Erinnerst du dich an jenen Tag im Winter, an dem unser Zug beinahe entgleist wäre? Es schneite unerbittlich, bis die Schienen vereisten und wir ins Rutschen gerieten. Ein zweiter Zug tauchte auf und berührte uns. Wir krallten uns fest an unsere Sitze, um nicht herausgeschleudert zu werden und irgendwie haben wir es geschafft. Oft schien unsere Fahrt gefährdet zu sein, aber nie zuvor war uns bewusst gewesen, wie einfach wir angehalten werden konnten. Wir fühlten uns gesund und fern der Endhaltestelle. Was sollte uns da geschehen? Dieses eine Mal waren wir ihr ganz nahe.
Wo sind die Jahre hin? Alles fühlt sich unerreichbar weit weg an. Ist nicht kürzlich erst ein neues Jahr angebrochen? Die Zeit rast vorbei. Ich bewundere all jene, denen Abschiede leichtfallen. Scheinbar mühelos beerdigen sie das Alte, während andere sich im Vergangenen verlieren. Weinst du manchmal auch, weil die „guten, alten Zeiten“ vorbei sind? Ich vermisse sie.
Erinnerst du dich an jenen Frühlingstag, als die Nacht verging und wir beschlossen, uns ins vorderste Abteil des Zugs zu stellen, dort, wo man die beste Aussicht hat?
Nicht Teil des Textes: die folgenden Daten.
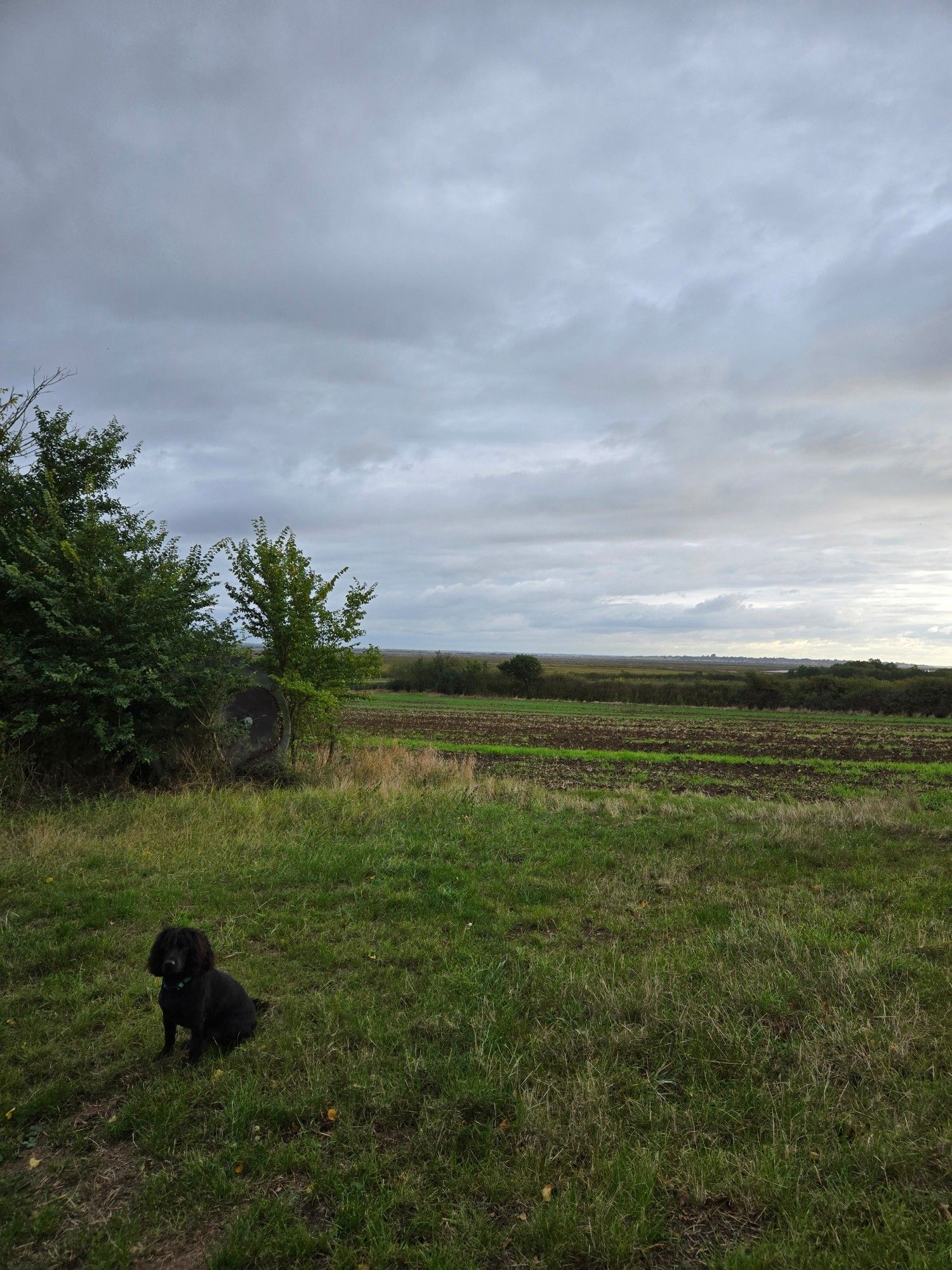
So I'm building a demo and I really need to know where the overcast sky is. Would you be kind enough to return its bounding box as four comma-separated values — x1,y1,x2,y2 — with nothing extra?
0,0,952,664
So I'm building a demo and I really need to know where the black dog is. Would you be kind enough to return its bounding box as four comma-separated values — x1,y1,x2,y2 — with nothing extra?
149,926,265,1063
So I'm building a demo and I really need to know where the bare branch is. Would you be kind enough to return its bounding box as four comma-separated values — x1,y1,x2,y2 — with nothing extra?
0,366,76,448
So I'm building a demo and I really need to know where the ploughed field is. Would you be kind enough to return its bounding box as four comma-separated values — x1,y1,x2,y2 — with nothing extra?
347,693,952,798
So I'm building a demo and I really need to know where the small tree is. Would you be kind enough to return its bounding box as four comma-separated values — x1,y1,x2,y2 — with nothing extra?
496,653,542,697
0,381,235,781
222,517,381,752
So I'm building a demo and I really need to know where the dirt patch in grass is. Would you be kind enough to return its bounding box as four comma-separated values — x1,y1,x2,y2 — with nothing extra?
0,1097,221,1270
650,1196,767,1270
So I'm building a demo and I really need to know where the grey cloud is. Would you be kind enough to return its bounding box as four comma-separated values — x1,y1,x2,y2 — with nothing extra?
0,0,952,662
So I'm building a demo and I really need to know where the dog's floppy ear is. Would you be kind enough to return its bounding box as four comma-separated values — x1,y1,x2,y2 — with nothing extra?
188,931,215,974
146,926,171,979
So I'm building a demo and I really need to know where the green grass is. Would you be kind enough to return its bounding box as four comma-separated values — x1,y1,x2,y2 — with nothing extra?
0,753,952,1270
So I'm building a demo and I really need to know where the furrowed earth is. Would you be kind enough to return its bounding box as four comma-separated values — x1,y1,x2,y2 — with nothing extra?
347,693,952,799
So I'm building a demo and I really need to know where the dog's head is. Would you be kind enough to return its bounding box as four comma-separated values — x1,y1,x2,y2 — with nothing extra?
149,926,215,979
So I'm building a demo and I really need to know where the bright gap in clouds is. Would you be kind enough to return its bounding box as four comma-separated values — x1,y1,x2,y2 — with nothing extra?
0,0,952,664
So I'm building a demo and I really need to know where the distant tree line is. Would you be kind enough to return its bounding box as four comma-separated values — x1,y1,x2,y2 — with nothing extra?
385,653,952,719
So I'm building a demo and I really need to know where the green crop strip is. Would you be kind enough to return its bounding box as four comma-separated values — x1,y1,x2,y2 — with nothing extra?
353,692,952,732
355,737,952,780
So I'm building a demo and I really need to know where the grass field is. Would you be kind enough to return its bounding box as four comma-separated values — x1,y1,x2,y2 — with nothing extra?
0,748,952,1270
348,692,952,805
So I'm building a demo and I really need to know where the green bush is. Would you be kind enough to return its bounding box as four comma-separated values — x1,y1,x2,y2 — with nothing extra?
0,396,235,782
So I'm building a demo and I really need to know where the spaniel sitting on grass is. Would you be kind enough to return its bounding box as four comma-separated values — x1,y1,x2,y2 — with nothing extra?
149,926,265,1063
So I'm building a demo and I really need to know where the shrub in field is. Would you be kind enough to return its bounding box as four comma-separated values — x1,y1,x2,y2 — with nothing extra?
223,518,381,749
496,653,542,697
0,394,235,781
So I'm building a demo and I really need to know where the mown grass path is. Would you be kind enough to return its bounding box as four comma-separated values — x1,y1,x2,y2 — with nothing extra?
0,773,952,1270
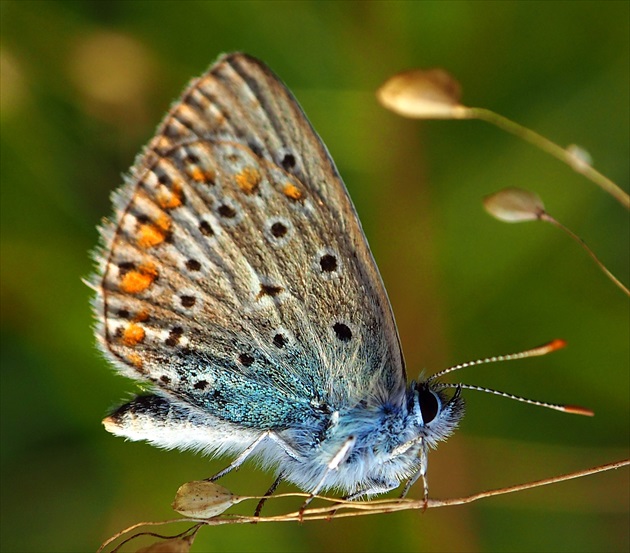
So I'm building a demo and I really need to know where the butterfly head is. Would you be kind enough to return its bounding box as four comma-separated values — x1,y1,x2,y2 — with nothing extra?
408,380,464,447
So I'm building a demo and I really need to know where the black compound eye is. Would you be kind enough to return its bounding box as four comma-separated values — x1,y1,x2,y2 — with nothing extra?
418,388,440,424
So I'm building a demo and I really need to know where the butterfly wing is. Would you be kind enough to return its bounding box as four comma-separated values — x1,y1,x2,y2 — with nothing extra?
95,54,406,428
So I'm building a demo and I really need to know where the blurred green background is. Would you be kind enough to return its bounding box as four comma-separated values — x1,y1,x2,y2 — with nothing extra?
0,0,630,552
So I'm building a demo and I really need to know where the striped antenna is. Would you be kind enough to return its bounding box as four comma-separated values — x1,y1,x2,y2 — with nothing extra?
427,339,595,417
434,382,595,417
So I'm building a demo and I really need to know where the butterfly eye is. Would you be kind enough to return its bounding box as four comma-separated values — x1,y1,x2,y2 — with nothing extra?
418,388,440,424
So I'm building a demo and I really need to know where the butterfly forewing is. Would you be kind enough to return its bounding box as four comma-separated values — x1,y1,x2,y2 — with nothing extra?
96,54,405,428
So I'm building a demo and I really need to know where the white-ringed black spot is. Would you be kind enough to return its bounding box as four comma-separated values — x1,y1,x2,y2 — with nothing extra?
247,140,263,157
199,221,214,236
164,326,184,347
186,259,201,271
218,204,236,219
238,353,255,367
280,154,295,171
333,323,352,342
179,296,197,307
158,173,173,186
258,283,283,298
273,333,288,348
319,253,337,273
270,221,289,238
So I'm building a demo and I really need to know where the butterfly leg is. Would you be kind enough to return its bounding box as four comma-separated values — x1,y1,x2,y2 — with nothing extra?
400,445,429,511
300,436,357,517
254,473,284,517
206,431,270,482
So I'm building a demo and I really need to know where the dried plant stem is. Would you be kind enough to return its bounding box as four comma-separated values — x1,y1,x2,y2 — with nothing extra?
460,107,630,209
98,459,630,553
539,212,630,296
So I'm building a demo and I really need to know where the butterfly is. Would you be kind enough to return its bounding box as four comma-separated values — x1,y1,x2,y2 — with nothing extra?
93,53,592,501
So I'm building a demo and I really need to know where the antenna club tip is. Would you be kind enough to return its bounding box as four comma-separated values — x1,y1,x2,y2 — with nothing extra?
564,405,595,417
546,338,568,352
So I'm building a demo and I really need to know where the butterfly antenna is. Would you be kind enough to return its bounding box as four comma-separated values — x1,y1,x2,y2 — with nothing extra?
427,339,595,417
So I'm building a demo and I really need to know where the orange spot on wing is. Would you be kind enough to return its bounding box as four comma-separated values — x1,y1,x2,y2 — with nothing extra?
155,213,172,231
234,167,262,194
127,353,142,369
282,182,302,200
122,323,146,346
156,181,183,209
186,167,216,184
133,309,149,323
120,264,158,294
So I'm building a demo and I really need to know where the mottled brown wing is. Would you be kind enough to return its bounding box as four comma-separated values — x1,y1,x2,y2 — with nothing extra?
95,53,405,420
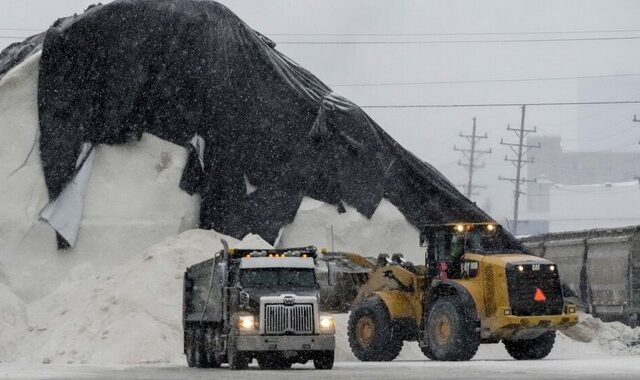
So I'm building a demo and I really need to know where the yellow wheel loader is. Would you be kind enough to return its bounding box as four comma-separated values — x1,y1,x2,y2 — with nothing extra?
340,223,578,361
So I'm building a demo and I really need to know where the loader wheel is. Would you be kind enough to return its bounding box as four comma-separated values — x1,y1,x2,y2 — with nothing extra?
347,298,402,362
503,331,556,360
422,296,480,361
420,346,436,360
313,351,335,369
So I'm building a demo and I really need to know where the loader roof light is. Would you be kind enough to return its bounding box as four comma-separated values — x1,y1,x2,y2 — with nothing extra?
533,288,547,302
238,315,255,330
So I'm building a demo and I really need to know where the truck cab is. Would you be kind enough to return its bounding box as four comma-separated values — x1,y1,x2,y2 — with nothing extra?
183,242,335,369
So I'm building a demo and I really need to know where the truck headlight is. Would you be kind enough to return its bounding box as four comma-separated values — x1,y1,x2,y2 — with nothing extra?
238,315,256,331
320,315,334,332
Lächelnd sahen wir der Morgenröte entgegen, deren Wärme uns umfing. So viele Stationen liegen noch vor uns, die wir kaum erahnen können. Jeder hat die Macht, seine Haltestelle selbst zu wählen. Aber wenn wir einmal ausgestiegen sind, gibt es kein Zurück, keine zweite Fahrt. Warum nicht so lange auf dem Zug bleiben, wie es geht? Wir sind nicht allein hier, Menschen sind da, Gepäck liegt ausgebreitet vor uns. Wir sind sogar in der Lage, die Ausgestiegenen zu sehen, wenn wir es wollen. Wir müssen das Beste aus unserer Fahrt machen, obschon gelegentlich jemand aussteigen muss. Es bringt nichts, in der Vergangenheit zu verharren. Sonst sehen wir nicht, wenn neue Personen unser Abteil betreten und die frei gewordenen Plätze besetzen.
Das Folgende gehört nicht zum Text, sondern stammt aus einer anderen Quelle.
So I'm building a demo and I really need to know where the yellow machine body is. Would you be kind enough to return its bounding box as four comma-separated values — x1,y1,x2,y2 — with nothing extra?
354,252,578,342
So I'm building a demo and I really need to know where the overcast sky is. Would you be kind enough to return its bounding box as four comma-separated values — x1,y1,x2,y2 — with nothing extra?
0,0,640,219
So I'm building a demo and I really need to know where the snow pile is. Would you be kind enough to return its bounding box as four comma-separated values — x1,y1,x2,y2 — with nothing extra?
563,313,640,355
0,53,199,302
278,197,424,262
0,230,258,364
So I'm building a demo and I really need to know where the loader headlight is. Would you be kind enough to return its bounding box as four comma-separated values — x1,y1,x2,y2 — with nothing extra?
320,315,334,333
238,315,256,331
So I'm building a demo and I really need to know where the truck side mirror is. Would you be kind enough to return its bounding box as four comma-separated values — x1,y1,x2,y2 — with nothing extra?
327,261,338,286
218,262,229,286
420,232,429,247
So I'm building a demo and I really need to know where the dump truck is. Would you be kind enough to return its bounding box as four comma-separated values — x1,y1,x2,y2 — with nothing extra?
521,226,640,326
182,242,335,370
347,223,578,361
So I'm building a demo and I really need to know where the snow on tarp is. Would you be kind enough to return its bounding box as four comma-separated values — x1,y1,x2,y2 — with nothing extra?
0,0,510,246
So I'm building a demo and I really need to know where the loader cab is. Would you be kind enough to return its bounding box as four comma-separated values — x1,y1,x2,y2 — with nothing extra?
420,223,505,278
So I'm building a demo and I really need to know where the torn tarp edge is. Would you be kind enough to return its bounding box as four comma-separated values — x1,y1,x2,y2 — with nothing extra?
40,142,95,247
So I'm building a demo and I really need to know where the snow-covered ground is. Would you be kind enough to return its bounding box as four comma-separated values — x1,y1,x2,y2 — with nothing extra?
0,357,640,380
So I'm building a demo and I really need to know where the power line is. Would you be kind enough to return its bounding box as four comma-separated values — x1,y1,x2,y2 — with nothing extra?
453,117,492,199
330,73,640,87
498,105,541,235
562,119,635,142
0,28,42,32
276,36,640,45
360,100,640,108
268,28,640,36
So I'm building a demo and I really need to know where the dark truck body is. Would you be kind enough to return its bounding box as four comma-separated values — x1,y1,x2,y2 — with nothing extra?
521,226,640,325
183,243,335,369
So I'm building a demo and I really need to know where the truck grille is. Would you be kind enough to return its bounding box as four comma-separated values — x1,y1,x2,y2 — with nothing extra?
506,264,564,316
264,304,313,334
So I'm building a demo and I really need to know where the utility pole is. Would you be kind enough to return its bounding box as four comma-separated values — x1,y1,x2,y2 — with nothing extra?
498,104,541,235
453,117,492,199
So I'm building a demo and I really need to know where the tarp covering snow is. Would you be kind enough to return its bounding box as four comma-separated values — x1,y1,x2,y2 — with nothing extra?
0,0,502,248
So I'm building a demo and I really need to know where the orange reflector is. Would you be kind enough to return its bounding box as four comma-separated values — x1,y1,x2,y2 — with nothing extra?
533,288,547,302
Lärm. Gespräche. Überall Lachen. Helligkeit mitten in der Nacht. Die Trauernden haben sich in einem Lokal zusammengefunden. Reden, schmunzeln, scherzen, essen, trinken. Kein Tod, keine Tränen, keine schwarze Kleidung. Sie leben und feiern, als wäre nichts passiert. Als gäbe es keine Endhaltestelle, keinen Abschied.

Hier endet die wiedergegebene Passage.